In the third case, the client was denied class membership twice by FRTF. On February 26, 2025, an independent adjudicator agreed with Sidley’s argument that the client should be included in the Class because there is no requirement that separation, as opposed to apprehension, specifically occur at the Southwest Border, and further awarded costs.
“The Sidley team stepped up to take on appeals of the Family Reunification Task Force’s decision to exclude certain potential Ms. L. Members from the Settlement Class. Preparing these appeals has been no small feat: these are completely novel appeals with no legal precedent, and they require precise, case-by-case treatment. Sidley has successfully and effectively navigated preparing these difficult cases, which often require complex legal analysis, obtaining criminal records, and working with the parents who have survived significant trauma to prepare compelling humanitarian statements.

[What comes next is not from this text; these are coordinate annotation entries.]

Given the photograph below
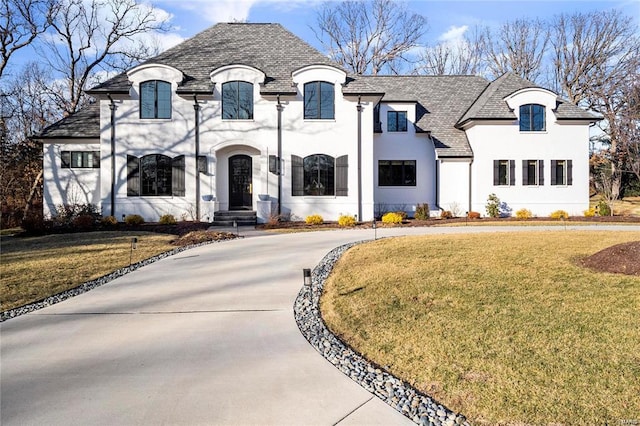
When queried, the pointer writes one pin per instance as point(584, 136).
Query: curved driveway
point(203, 337)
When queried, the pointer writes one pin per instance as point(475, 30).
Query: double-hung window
point(396, 121)
point(561, 172)
point(397, 173)
point(319, 97)
point(237, 100)
point(532, 172)
point(155, 99)
point(504, 172)
point(532, 118)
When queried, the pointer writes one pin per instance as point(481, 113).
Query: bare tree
point(596, 57)
point(92, 36)
point(460, 56)
point(519, 47)
point(21, 21)
point(368, 36)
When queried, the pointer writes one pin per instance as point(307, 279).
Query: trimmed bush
point(167, 219)
point(314, 219)
point(422, 211)
point(134, 219)
point(446, 214)
point(524, 214)
point(559, 214)
point(392, 217)
point(346, 221)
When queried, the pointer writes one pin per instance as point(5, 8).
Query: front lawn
point(504, 328)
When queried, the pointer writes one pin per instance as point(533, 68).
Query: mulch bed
point(620, 259)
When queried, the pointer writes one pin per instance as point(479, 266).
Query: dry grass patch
point(505, 328)
point(37, 267)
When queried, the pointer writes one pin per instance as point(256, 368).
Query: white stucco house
point(250, 117)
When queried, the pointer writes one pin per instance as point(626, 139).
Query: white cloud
point(454, 34)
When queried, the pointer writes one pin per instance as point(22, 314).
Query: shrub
point(603, 208)
point(422, 211)
point(559, 214)
point(109, 221)
point(446, 214)
point(134, 219)
point(167, 219)
point(83, 221)
point(493, 206)
point(392, 217)
point(524, 214)
point(314, 219)
point(346, 221)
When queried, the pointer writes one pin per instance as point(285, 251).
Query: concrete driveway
point(203, 337)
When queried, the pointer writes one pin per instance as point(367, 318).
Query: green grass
point(505, 328)
point(37, 267)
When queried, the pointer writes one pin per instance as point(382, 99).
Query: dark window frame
point(396, 123)
point(240, 110)
point(313, 108)
point(162, 106)
point(390, 174)
point(533, 118)
point(88, 159)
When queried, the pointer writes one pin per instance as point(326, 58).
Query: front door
point(240, 183)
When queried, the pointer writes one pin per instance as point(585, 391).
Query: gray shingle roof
point(83, 124)
point(441, 101)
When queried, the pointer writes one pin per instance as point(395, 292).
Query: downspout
point(196, 108)
point(112, 107)
point(279, 107)
point(359, 108)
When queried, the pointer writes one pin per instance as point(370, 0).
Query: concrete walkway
point(203, 337)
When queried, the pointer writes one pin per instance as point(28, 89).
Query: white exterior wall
point(504, 141)
point(453, 185)
point(68, 186)
point(220, 139)
point(404, 146)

The Sidley team has handled unprecedented curveballs thrown at them in the case preparation process with grace, and time and again, they have obtained remarkably significant results for the parents who will now be able to reunify with their children.” — Erin Anderson, Special Projects Attorney, Together & Free
A team of Sidley lawyers in New York worked together with Sanctuary for Families — a nonprofit dedicated to helping victims of domestic violence — to file asylum applications on behalf of several young girls and women from French-speaking African countries who had suffered or lived in fear of the trauma of female genital mutilation. These clients, some of whom were subjected to forced marriage and female genital mutilation at a very young age, also faced physical and mental mistreatment from their families and communities. After escaping their villages in the middle of the night, the girls and women journeyed to neighboring cities and countries by a mix of plane, car, bus, and walking before finally making their way to the U.S. border. The Sidley team, some of whom communicated with the clients in their native French, helped the girls and women file applications for asylum and prepare their personal affidavits, detailing the harm they had experienced in their home countries and their hope of finding a support system in the United States.
Lawyers from Sidley’s Houston office partnered with lawyers from two different corporate clients to help Catholic Charities of Houston prepare immigration petitions for 12 children.
Lawyers from Sidley’s Chicago office, together with lawyers from a corporate client, participated in a clinic with the National Immigrant Justice Center to help prepare green card applications for several clients who were evacuated from Afghanistan and brought to the United States by the U.S. military in 2021.